The Good

Douglas McGrath brings a ritzy elegance to his take on Truman Capote.

The Bad

Ultimately this movie didn't engage me in the way that the other Capote film did.

Director Douglas McGrath has a created a solid if ultimately not as interesting take on Truman Capote with his film Infamous. Covering almost all of the same ground that the much ballyhooed Capote did a year before, this story sees Truman (here embodied by Toby Jones) get wrapped up in the story of a family slain in Kansas. He goes out to where these events happened and sticks out like a sore thumb in this once peaceful town.

Eventually, Truman begins talking to the people convicted of this heinous act and he even develops a relationship with one of them. (This film takes that relationship a little bit further than it was taken in Capote.) What eventually happens is Truman lets his personal life get too involved with his work, and this is only a problem because they become indistinguishable. In the end, Truman ultimately gave in to telling a good story, as opposed to caring about another human being, and Infamous chronicles this literary masters downfall.



Screenwriter/Director Douglas McGrath handles the commentary duties on this DVD, and I have to say, talk about a blowhard. This track was almost painful to listen to. McGrath speaks in such a structured, definitive cadence that it seems like every word he says is law. It makes merely listening to his voice a daunting proposition. Taking an almost film studies approach, McGrath discusses what he wanted to accomplish with each scene, how he was trying to lull the audience into this world (believe me he does that, but not in the way he'd probably hoped) and he also discusses the rehearsal process. In fairness this isn't all bad. McGrath gives some insights into how much the crimes bothered Truman, and he also points how Capote wasn't monkish in his writing habits, and that dining out was a big part of who he was.

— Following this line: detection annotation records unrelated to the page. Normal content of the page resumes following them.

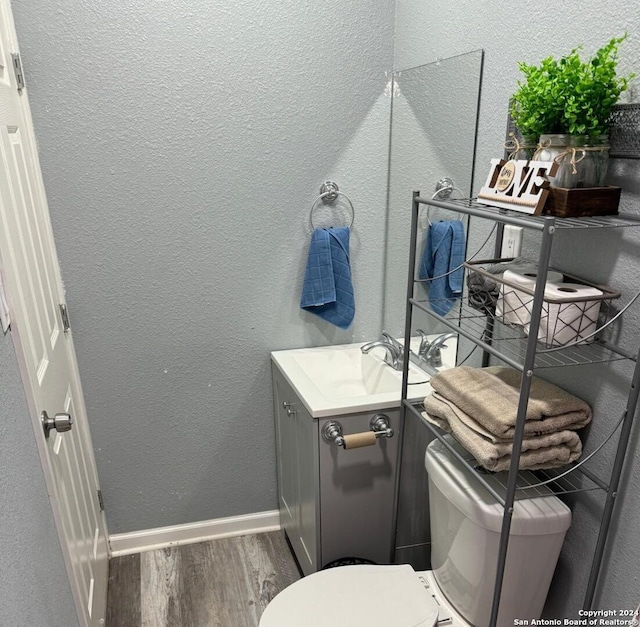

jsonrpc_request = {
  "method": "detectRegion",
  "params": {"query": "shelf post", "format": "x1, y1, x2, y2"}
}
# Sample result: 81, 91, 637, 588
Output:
582, 351, 640, 610
489, 218, 555, 627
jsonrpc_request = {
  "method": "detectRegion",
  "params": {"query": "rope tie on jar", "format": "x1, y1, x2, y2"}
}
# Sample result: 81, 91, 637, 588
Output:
533, 139, 609, 174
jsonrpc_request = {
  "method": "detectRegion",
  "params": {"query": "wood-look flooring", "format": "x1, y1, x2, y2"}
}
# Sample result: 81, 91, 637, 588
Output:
106, 531, 300, 627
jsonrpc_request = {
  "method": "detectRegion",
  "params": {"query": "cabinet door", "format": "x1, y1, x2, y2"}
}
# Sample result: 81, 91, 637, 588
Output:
273, 366, 320, 575
318, 409, 402, 566
296, 403, 320, 575
273, 368, 298, 538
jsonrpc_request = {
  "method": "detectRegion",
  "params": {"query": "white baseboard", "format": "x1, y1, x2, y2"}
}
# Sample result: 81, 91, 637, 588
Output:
109, 510, 280, 557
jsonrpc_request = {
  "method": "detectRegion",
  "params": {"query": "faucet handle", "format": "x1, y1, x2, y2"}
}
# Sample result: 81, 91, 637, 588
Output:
416, 329, 431, 357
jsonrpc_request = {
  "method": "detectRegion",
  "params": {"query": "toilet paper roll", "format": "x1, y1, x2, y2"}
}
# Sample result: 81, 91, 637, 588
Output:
538, 283, 603, 346
496, 268, 564, 327
344, 431, 376, 450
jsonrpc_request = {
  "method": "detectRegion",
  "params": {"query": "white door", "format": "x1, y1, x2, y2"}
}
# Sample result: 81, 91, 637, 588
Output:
0, 0, 108, 626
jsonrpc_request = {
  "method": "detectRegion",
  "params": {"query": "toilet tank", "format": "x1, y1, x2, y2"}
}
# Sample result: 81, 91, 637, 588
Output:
425, 436, 571, 627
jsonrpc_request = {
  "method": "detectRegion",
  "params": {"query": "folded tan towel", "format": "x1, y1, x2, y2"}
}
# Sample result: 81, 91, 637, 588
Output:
427, 366, 591, 439
422, 397, 582, 472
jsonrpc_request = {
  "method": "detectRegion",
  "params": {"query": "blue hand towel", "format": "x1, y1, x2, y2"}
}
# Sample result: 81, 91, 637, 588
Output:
418, 220, 465, 316
300, 227, 356, 329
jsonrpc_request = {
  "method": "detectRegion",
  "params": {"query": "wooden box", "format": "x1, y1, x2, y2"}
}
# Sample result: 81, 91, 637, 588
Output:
542, 186, 621, 218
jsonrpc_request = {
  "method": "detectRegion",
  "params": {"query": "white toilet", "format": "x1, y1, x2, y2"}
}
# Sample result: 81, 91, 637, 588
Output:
259, 440, 571, 627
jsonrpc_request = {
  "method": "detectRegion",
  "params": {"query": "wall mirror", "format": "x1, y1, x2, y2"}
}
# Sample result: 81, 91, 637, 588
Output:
382, 50, 484, 337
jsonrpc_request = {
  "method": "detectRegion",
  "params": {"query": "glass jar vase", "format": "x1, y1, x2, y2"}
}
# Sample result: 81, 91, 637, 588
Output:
536, 134, 609, 188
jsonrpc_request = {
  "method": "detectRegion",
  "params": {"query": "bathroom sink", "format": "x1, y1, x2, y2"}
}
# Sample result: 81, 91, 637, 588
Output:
271, 336, 456, 418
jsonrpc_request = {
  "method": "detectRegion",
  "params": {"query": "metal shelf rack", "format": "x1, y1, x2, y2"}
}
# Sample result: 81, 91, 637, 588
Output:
402, 192, 640, 627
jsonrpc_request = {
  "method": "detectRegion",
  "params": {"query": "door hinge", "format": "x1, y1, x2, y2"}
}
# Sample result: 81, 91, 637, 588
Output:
60, 303, 71, 333
11, 52, 24, 89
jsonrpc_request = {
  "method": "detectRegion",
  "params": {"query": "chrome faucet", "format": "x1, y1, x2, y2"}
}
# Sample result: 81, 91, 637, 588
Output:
424, 333, 458, 374
380, 331, 404, 355
360, 340, 402, 370
416, 329, 430, 359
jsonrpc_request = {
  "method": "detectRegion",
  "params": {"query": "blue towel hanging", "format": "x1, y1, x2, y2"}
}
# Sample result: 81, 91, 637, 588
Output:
300, 227, 356, 329
418, 220, 465, 316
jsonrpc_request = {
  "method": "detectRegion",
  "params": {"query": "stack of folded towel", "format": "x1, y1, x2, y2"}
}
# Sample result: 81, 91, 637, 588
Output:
423, 366, 591, 472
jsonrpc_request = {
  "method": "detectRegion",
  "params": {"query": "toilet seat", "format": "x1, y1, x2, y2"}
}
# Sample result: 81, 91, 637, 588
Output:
259, 564, 438, 627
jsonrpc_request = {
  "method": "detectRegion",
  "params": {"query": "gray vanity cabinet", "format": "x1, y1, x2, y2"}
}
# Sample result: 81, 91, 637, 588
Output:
273, 365, 402, 575
273, 367, 320, 575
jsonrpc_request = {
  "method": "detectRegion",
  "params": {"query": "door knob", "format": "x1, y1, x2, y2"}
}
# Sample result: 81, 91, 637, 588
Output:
40, 411, 73, 438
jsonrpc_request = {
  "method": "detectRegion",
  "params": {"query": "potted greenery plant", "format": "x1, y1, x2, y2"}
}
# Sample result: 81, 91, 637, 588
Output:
511, 34, 635, 187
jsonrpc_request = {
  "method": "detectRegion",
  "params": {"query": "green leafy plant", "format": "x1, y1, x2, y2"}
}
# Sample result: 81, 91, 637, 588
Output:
511, 34, 635, 137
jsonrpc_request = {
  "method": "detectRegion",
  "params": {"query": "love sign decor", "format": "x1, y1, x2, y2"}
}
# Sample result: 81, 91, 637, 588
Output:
478, 159, 558, 215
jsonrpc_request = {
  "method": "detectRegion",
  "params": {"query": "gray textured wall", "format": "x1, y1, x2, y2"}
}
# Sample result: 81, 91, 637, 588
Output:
395, 0, 640, 618
13, 0, 394, 533
0, 335, 78, 627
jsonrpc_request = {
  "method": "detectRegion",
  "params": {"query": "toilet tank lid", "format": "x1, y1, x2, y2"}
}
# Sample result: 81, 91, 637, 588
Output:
425, 435, 571, 535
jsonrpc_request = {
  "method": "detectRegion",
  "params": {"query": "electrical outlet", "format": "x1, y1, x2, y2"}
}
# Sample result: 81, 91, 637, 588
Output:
500, 224, 523, 257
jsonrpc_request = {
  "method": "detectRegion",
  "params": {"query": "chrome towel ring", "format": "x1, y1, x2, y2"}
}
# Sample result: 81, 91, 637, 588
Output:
309, 181, 356, 229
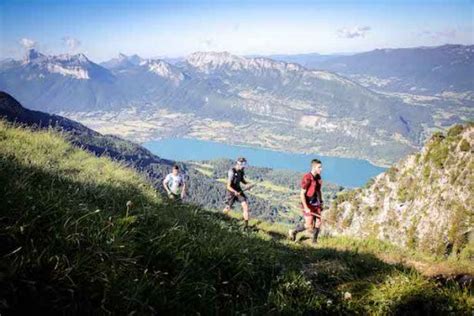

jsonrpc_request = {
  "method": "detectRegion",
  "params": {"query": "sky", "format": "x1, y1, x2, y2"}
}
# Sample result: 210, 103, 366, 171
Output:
0, 0, 474, 62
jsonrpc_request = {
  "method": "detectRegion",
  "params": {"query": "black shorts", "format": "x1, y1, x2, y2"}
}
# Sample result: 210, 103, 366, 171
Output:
225, 191, 247, 208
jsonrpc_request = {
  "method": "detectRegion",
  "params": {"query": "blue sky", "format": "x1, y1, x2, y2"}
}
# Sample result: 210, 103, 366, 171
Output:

Widescreen Version presented in a "matted" widescreen format preserving the aspect ratio of it's original theatrical exhibition. Enhanced for widescreen TVs. Infamous as a movie is bigger and has many more production values (and characters) than Capote . The fact that this film focuses so heavily on the New York high life also means that a pretty penny had to be spent to pull that off. This film is looser and filled with a lot more characters, and on DVD it plays quite nicely. It seems like it has been compressed so as to give this movie a stern feel, but not make the images seem overcooked.


Dolby Digital. English: Dolby Surround 5.1. Close Captioned. If you can get passed Toby Jones annoying voicing of this character (Philip Seymour Hoffman wasn't nearly this insufferable), you will find that the audio, mixed in with the music is actually quite pleasant. As I have mentioned, Infamous goes for the more ritzier aspects of who Truman Capote was, and because of that the soundtrack and the visuals in this movie have more to do than they did in the other film.


Toby Jones, Daniel Craig and Sandra Bullock are all given time on this front cover layout. They have even juxtaposed the New York skyline against a Kansas one. The back cover features multiple shots of this varied cast, a critic's quote, a Special Features listing, a description of this film, a cast list and technical specs. Sadly, there really isn't anything about this cover (or even this movie) that makes it stand out.

Final Word

As I watched this film, I couldn't help but wonder if I might have enjoyed it more if it had been released before Capote. Sadly, this isn't something I will ever know, but watching this movie I felt almost bad for everyone involved in this film. Douglas McGrath and the rest of the cast can try and spin the story any way they want, the reality is that this is almost the exact same movie as the one that came before it. In fact, I am almost amazed that Warner Bros. didn't simply dump it on DVD. They released this film in theaters but it just plays like a retread of something that was released only a short time ago.

McGrath tried to spin this film as one that looks at the nightlife of New York and Truman Capote. He really seemed to believe that he was going deeper into this story, and perhaps he was, but he just got beaten to the punch by what plays as a virtual carbon copy of the Truman Capote story. Unless you have some zest to repeat your viewing experience, you certainly won't miss anything skipping over Infamous.

Infamous was released September 11, 2006.